My Cato friend Gene Healy hits the nail on the head in his DC Examiner piece on libertarian paranoia. The paranoia czars are nothing without more laws and/or government. Mr. Nudge himself, Cass Sunstein, makes an appearance with tips on “How to Spot a Paranoid Libertarian.” Healy writes:
Recently, three prestigious academics have argued that you should be especially nervous about “Paranoid Libertarians.” Distinguished historian Sean Wilentz coined the term last month in a New Republic hit piece on Snowden and journalist Glenn Greenwald. These NSA critics “despise the liberal state and want to wound it,” he charged.
Picking up Wilentz’s term, Harvard law professor and former Obama administration regulatory czar Cass Sunstein offered tips on “How to Spot a Paranoid Libertarian.” And, writing at Slate, the University of Chicago’s Eric Posner warned that libertarian paranoia kills: “in fact, the fear of government is far more serious than the fear of flying.”
The three combined for nearly 10,000 words on “Paranoid Libertarians” without ever producing evidence that “libertarian paranoia” is a threat to much of anything besides overweening government.

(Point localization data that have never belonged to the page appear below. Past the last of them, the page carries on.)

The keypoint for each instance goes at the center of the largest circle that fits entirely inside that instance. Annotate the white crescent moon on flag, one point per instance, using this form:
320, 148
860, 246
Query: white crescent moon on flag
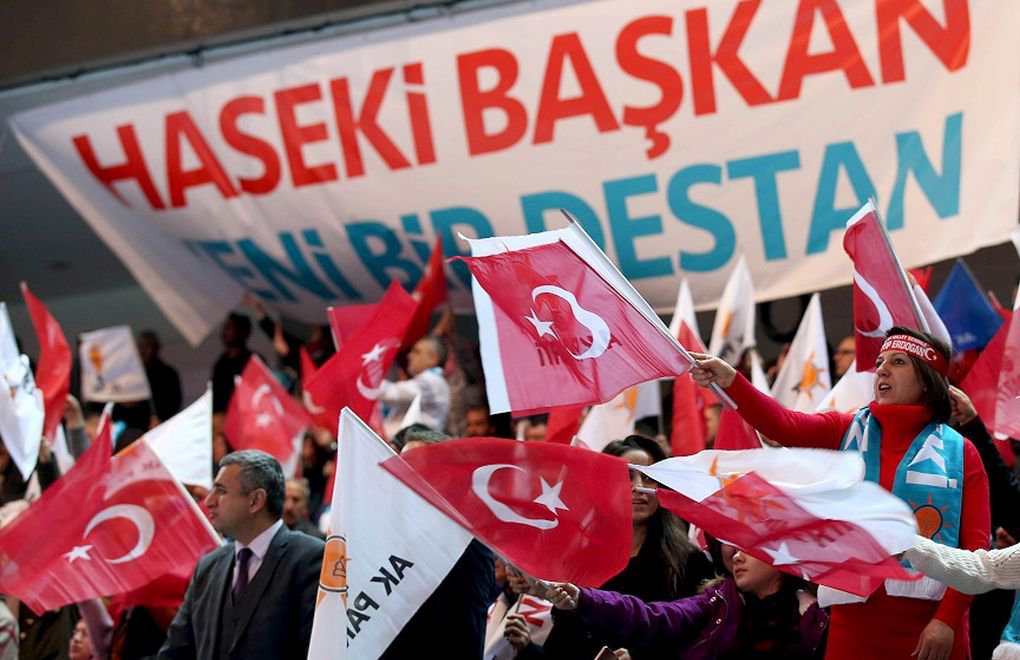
263, 390
884, 316
139, 516
591, 320
366, 392
479, 486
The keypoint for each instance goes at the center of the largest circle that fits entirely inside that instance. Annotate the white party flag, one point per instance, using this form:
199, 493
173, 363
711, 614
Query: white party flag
111, 368
403, 549
804, 378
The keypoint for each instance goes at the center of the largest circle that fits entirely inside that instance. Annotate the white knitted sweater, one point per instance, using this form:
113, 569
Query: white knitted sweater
964, 570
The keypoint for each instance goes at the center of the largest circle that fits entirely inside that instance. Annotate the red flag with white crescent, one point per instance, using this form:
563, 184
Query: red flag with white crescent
558, 512
882, 297
353, 375
105, 527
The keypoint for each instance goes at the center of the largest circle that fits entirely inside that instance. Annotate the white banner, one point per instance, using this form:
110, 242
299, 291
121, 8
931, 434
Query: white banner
111, 368
680, 133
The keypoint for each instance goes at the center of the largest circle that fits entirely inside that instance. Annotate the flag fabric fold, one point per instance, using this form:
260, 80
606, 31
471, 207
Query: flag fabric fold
733, 329
429, 294
53, 367
804, 378
353, 375
690, 428
109, 525
882, 297
558, 512
184, 443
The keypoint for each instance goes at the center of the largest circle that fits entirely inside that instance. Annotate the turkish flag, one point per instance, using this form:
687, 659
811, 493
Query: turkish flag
563, 423
805, 511
352, 376
348, 319
882, 297
769, 524
263, 415
564, 336
733, 433
53, 368
556, 511
1007, 421
102, 529
430, 292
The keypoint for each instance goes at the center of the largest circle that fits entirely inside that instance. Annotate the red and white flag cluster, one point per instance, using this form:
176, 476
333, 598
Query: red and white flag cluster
806, 511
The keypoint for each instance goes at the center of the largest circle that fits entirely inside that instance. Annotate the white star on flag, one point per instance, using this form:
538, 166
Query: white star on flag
541, 326
550, 497
78, 552
373, 355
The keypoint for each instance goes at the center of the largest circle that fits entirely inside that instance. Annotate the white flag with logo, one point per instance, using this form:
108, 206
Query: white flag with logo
615, 419
21, 415
391, 535
184, 443
804, 378
733, 331
851, 393
111, 368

Wilentz’s article is a comically inept exercise in guilt by association. Liberals shouldn’t make common cause with Snowden and Greenwald, says Wilentz, because, among other things, Snowden gave $500 to the Ron Paul campaign and made disparaging comments about Social Security in an Internet chat room in 2009. Greenwald has (gasp!) written for, and said nice things about, my employer, the Cato Institute.